There are three tasks listed, two of which are related to the same JIRA issue. The plugin is able to group and round up the time you spent on JIRA issues to show you a convenient report. You can use it while attending the next daily meeting or to get a quick calculation of spent time to log it in JIRA.

Basically, the only thing you need is to insert a timesheet code block anywhere in the daily note and see something like this:

FBI-1 (4h)

- Look around and find out what is wrong with the production server
- Fix a problem on the production server

FBI-2 (4h)

- Estimate a feature development

You can see more examples in the sample vault.

🤔 Questions

How the plugin finds issue numbers?

To be short, it is considering any sequence “X-Y” as a JIRA task number, if X is a set of capital letters and Y is a number. If you need more details or want to change this behavior, read the full answer below.

To be certain, the plugin uses patterns you can redefine. Basically, I'm speaking about regular expressions that the plugin applies to each task title to find a task number in it.

[!note]
I used to think that regular expressions mechanic was a way too complex tool for this plugin, but then I was like “oh, come on, who is going to use this, after all? let's be honest, a nerd like you and you both know how regexps looks like” :)

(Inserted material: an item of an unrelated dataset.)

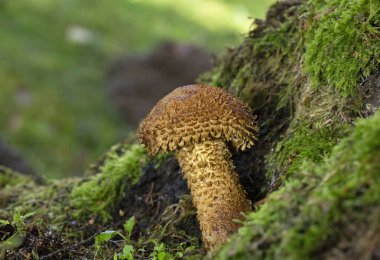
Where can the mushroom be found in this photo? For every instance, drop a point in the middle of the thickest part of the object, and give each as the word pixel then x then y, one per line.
pixel 199 123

By default, there is only one pattern which is set in the plugin's settings: [A-Z]+-\d+ ([A-Z]+ here is "one or more capital letters", while \d+ means "any number"). It's enough to catch almost any JIRA issue number.

[!tip]
Though, it's probably a good idea to set specific patterns for your use case to avoid false positives. For the project I mentioned above as an example, it can be FBI-\d+.

There are two ways to define task number patterns. Firstly, you can enlist them right in a timesheet code block (one row, one template). Like this:

```timesheet
FBI-\d+
CLSFD-\d+
```

This will affect only this code block.

You can also do it globally via the plugin's settings: take a look at the “Default task number patterns” setting. The format is the same: one template per row. The setting will impact all empty timesheet code blocks.

How can I change how the report renders?

By default, the report uses callouts to show you the report. You can change this via the plugin's settings; there are few templates intended to do it in the “Templates” section.

Basically, you can specify the template for header of the whole report, for a task, for a log line, and for the footer. Macros you can use in each one specified directly in the plugin's settings.

                    ← header (can be omitted)
FBI-100 (8h)        ← task
- Roam around       ← task log
- Find out          ← task log
                    ← footer (can be omitted)

[!tip]
We track issues in JIRA, so I added its URL as a prefix to my task template for Timesheet. Like this:

>
> https://my.jira.net/browse/{taskNumber} ({taskDuration})

Voilà! Now Timesheet also shows me active links to JIRA instead of plain, boring issue numbers.

Why is the timesheet not updating when I'm changing tasks?

It is something like a known issue (take a look at the note below). Currently, the timesheet code block updates when you open a note. You can also trigger updating by starting to edit a code block and then leaving it.

[!note]
I was looking for a way to implement automatic updating for the report in this case, but found nothing except the obvious “if a note changes, redraw the whole note”. It sounds dumb and inefficient, so I didn't implement it.

If you know how to solve this problem in the right way, tell me please!